Well-mixed Lotka-Volterra model with random strongly competitive interactions

TL;DR

This paper analyzes a symmetric, strongly competitive random Lotka-Volterra model, revealing phase behaviors and abundance distributions, and extends understanding of ecological community dynamics under different interaction regimes.

Contribution

It provides a detailed analysis of the strongly competitive case with symmetric interactions, bridging previous weak interaction results and exploring phase diagrams and abundance distributions.

Findings

At zero temperature, multiple equilibria exist even with strong competition.

At finite temperature, only a single stable equilibrium is present.

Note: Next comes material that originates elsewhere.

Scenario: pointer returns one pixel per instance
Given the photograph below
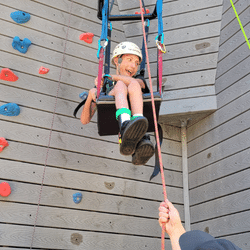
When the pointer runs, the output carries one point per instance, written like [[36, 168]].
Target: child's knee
[[134, 86], [121, 87]]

The study identifies two distinct behaviors for mean abundance depending on temperature.

Abstract

The random Lotka-Volterra model is widely used to describe the dynamical and thermodynamic features of ecological communities. In this work, we consider random symmetric interactions between species and analyze the strongly competitive interaction case. We investigate different scalings for the distribution of the interactions with the number of species and try to bridge the gap with previous works. Our results show two different behaviors for the mean abundance at zero and finite temperature respectively, with a continuous crossover between the two. We confirm and extend previous results obtained for weak interactions: at zero temperature, even in the strong competitive interaction limit, the system is in a multiple-equilibria phase, whereas at finite temperature only a unique stable equilibrium can exist. Finally, we establish the qualitative phase diagrams in both cases and compare the two species abundance distributions.